Square the shoulders, lean back, straighten the knee
and lift! Tighten, lift and hold, Ladies!

They will retrain the side all but lost in a stroke,
the spinal cord mashed but not severed in traffic.

They will learn to adjust to their newly replaced
hips, they will walk on feet of shapely plastic.

This darling child in charge of their destiny
will lead them forward across the prairie.


It's the birthday of James M. Cain, born in Annapolis, Maryland (1892). He wrote the novels from which the films The Postman Always Rings Twice, Mildred Pierce, and Double Indemnity were made. He described himself as "an ugly, Irish Catholic Mama's boy." His mother was an opera singer and his father was a professor, and they both corrected his grammar all the time. In a sort of vengeful way, his books are full of tough-talking characters who make a lot of grammatical mistakes. He worked as a reporter under H.L. Mencken and Walter Lippman, and his novels describe appalling crimes in terse, newspaper-style prose. In France, he was considered one of American's most important writers, and Albert Camus said that The Postman Always Rings Twice was the inspiration for his novel The Outsider.

It's the birthday of William Strunk, born in Cincinnati, Ohio (1869). He was an English professor at Cornell University, and he wrote a handbook for his students which he had printed in 1918, under the title The Elements of Style. Strunk never called it that himself, though. He always called it "the little book," with the emphasis on the "little." His instructions were so simple and arresting that his students remembered them for years afterward: "Vigorous writing is concise. Omit needless words. Make definite assertions." E.B. White, who took Strunk's courses while he was at Cornell, brought out a revised version of the book in 1959.

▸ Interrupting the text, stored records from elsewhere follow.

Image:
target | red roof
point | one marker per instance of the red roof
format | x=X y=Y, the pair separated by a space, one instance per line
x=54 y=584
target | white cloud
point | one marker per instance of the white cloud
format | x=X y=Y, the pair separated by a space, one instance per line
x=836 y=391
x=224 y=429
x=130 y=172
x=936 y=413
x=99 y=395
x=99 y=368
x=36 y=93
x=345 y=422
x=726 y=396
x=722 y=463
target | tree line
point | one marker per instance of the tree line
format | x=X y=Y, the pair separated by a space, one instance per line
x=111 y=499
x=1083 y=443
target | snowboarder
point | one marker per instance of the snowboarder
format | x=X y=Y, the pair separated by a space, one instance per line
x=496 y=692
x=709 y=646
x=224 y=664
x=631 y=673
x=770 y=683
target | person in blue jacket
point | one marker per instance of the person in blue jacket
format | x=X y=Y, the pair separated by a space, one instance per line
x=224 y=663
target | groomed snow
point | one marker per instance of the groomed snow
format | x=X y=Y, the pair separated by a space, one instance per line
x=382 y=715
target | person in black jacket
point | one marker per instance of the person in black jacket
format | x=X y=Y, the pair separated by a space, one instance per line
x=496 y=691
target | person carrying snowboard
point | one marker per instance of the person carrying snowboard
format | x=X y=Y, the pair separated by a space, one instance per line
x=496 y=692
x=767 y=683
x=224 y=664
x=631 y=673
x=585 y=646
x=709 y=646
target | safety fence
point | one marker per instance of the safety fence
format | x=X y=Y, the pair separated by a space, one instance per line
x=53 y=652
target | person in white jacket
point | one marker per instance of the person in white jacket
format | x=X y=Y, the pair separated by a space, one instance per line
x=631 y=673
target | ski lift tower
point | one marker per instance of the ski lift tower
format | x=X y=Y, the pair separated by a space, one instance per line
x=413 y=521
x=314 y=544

It's the birthday of Georges Sand, born Amantine-Aurore-Lucile Dupin in Paris (1804). She published dozens of novels, few of which are read now; she is remembered instead for doing just what she liked in an age where women were supposed to be timid and retiring. After the early death of her husband, she dressed in men's clothing so she could wander all over Paris alone. She had love affairs with many men, including Frederic Chopin. She wrote propaganda for the Revolution of 1848 which galvanized public opinion.

On this day in 1731, the first circulating library was established in the United States by Ben Franklin and a group of his friends. It was a subscription library - each member was to contribute a set amount of money each year, from which books from Great Britain and Europe would be purchased.

It's the birthday of Gottfried Wilhelm von Leibniz, born in Leipzig (1646). His father died when he was six, and he taught himself Greek and Latin so he could read the books his father left behind. Although he studied law, he spent his career as a librarian and an archivist in the service of noble families. He spent long stretches of time working through mathematical problems, and arrived at the methods of integral and differential calculus on his own. Newton had come to them earlier, but Leibniz published first, which infuriated Newton. He was one of the last of the great polymaths; he built an early calculating machine, did important work in geology, hydraulics, philosophy and theology.